Pour les soldats afro-américains partis combattre en Europe dans le cadre de la grande guerre, le retour au pays eut un goût amer. Loin de recevoir la reconnaissance et les honneurs attendus, les anciens combattants subirent hostilités et violences. Pour de nombreux Blancs, il était urgent de tourner la page de la guerre et de reprendre le cours de la vie d'avant. Dans cette logique, le système ségrégationniste devait se maintenir, inchangé. Dans cette logique, la vision de soldats noirs arborant leurs tenues militaires fut assimilée à une véritable provocation et le prélude au surgissement d'une vague de violences racistes. Au cours de l'été 1919, des émeutes éclatèrent dans tout le pays. Les violences concernaient non seulement les bastions ségrégués du Vieux Sud, mais aussi les métropoles du Nord. (1) A Chicago, on déplorait ainsi 38 morts à l'issue de "l'été rouge".
Allocution de Marcus Garvey en 1920. [Keystone View Co. Inc. of N.Y., Public domain, via Wikimedia Commons] |
Ce raidissement raciste se mesurait également à la résurrection des formations suprématistes blanches. Le Klan, qui avait presque disparu à la fin du XIXème siècle, connut ainsi un succès sans précédent au cours des années 1920. En 1925, par exemple, quarante mille klansmen défilèrent devant la Maison Blanche à visage découvert.
C'est dans ce contexte explosif que Marcus Garvey développa un message identitaire et s'imposa comme le plus influent des pionniers de la cause noire. Né en Jamaïque en 1887, le jeune homme fonda en 1914 l'Universal Negro Improvement Association (UNIA) dont l'ambition était d'améliorer les conditions de vie des Noirs de son île. Face à l'hostilité des autorités locales, Garvey émigra aux Etats-Unis en 1916 et y fonda une succursale de l'UNIA. Rhéteur de talent, il développa dans ses discours enflammés un message politique identitaire offensif. Son message se démarquait tant des options assimilationnistes d'un Booker T. Washington que de la solidarité interraciale de classe défendue par Du Bois et les socialistes. "Chantre du nationalisme noir, [Garvey] prônait la fierté des origines, la liberté sociale, économique et politique et l'autodétermination pour les Noirs du monde entier. " (source A. p90)

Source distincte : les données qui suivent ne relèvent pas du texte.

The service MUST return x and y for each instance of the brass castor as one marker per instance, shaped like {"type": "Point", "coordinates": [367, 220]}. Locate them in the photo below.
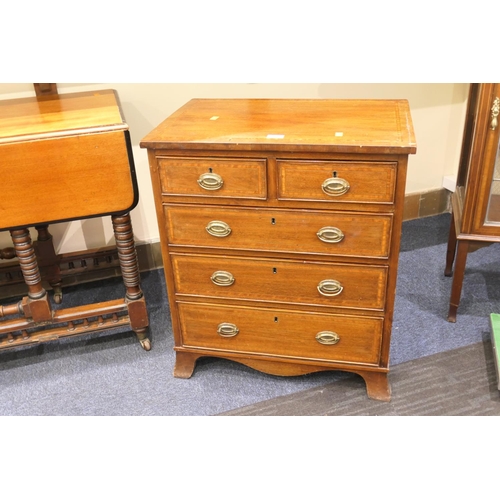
{"type": "Point", "coordinates": [146, 344]}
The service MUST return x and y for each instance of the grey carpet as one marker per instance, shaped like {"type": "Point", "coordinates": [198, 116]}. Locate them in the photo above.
{"type": "Point", "coordinates": [457, 382]}
{"type": "Point", "coordinates": [110, 374]}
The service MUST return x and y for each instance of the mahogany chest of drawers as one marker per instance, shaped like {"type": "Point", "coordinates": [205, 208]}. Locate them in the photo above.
{"type": "Point", "coordinates": [280, 224]}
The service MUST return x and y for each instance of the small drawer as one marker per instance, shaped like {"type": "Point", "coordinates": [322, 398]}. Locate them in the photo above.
{"type": "Point", "coordinates": [306, 283]}
{"type": "Point", "coordinates": [336, 181]}
{"type": "Point", "coordinates": [213, 177]}
{"type": "Point", "coordinates": [302, 232]}
{"type": "Point", "coordinates": [321, 337]}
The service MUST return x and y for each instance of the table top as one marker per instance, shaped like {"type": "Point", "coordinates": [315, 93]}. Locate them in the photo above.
{"type": "Point", "coordinates": [64, 157]}
{"type": "Point", "coordinates": [60, 115]}
{"type": "Point", "coordinates": [329, 125]}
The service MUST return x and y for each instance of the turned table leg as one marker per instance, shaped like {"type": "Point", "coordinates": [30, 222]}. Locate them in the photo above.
{"type": "Point", "coordinates": [48, 260]}
{"type": "Point", "coordinates": [136, 304]}
{"type": "Point", "coordinates": [37, 305]}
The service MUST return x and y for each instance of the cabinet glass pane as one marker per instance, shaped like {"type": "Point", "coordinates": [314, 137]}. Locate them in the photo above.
{"type": "Point", "coordinates": [493, 213]}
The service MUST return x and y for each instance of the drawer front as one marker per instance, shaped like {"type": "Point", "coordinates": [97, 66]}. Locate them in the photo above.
{"type": "Point", "coordinates": [282, 333]}
{"type": "Point", "coordinates": [327, 233]}
{"type": "Point", "coordinates": [213, 178]}
{"type": "Point", "coordinates": [335, 181]}
{"type": "Point", "coordinates": [340, 285]}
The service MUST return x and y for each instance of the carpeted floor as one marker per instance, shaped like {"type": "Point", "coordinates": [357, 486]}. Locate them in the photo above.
{"type": "Point", "coordinates": [437, 368]}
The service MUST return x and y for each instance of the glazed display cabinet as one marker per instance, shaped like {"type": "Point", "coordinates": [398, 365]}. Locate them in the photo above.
{"type": "Point", "coordinates": [476, 200]}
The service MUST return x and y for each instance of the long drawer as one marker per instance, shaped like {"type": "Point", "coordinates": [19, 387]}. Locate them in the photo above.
{"type": "Point", "coordinates": [299, 231]}
{"type": "Point", "coordinates": [281, 333]}
{"type": "Point", "coordinates": [309, 283]}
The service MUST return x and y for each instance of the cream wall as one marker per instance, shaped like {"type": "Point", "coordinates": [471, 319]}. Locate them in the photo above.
{"type": "Point", "coordinates": [438, 112]}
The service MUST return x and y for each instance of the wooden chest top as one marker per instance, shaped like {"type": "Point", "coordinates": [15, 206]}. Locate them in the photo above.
{"type": "Point", "coordinates": [319, 125]}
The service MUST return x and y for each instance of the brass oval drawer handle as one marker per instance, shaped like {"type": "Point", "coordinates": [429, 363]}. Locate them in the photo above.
{"type": "Point", "coordinates": [222, 278]}
{"type": "Point", "coordinates": [330, 288]}
{"type": "Point", "coordinates": [218, 228]}
{"type": "Point", "coordinates": [335, 186]}
{"type": "Point", "coordinates": [330, 234]}
{"type": "Point", "coordinates": [227, 330]}
{"type": "Point", "coordinates": [327, 338]}
{"type": "Point", "coordinates": [210, 181]}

Burning Spear en 2013. [Sonia Rodney, CC BY-SA 3.0] |
* Séparatisme et émigration vers l'Afrique. Selon Garvey, les Noirs américains ne seraient jamais traités de manière égale, en conséquence, il prônait un développement séparé. L'autonomie impliquait la possession d'une terre, aussi Garvey appela-t-il à l'émigration des Afro-Américains vers l'Afrique, considérée comme la "Terre-Mère". Cette transplantation contribuerait en outre à libérer le continent de la domination coloniale européenne. Garvey entendait donc faire de la couleur de peau un motif de fierté."Rappelant la grandeur de l'Afrique, berceau de la civilisation, les discours (...) appelaient les Noirs à la fierté raciale et au refus de toute soumission face aux Blancs. Farouche partisan de l''autodéfense, Garvey affirmait l'humanité des Noirs et exigeait l'égalité de traitement." (source A. p 92)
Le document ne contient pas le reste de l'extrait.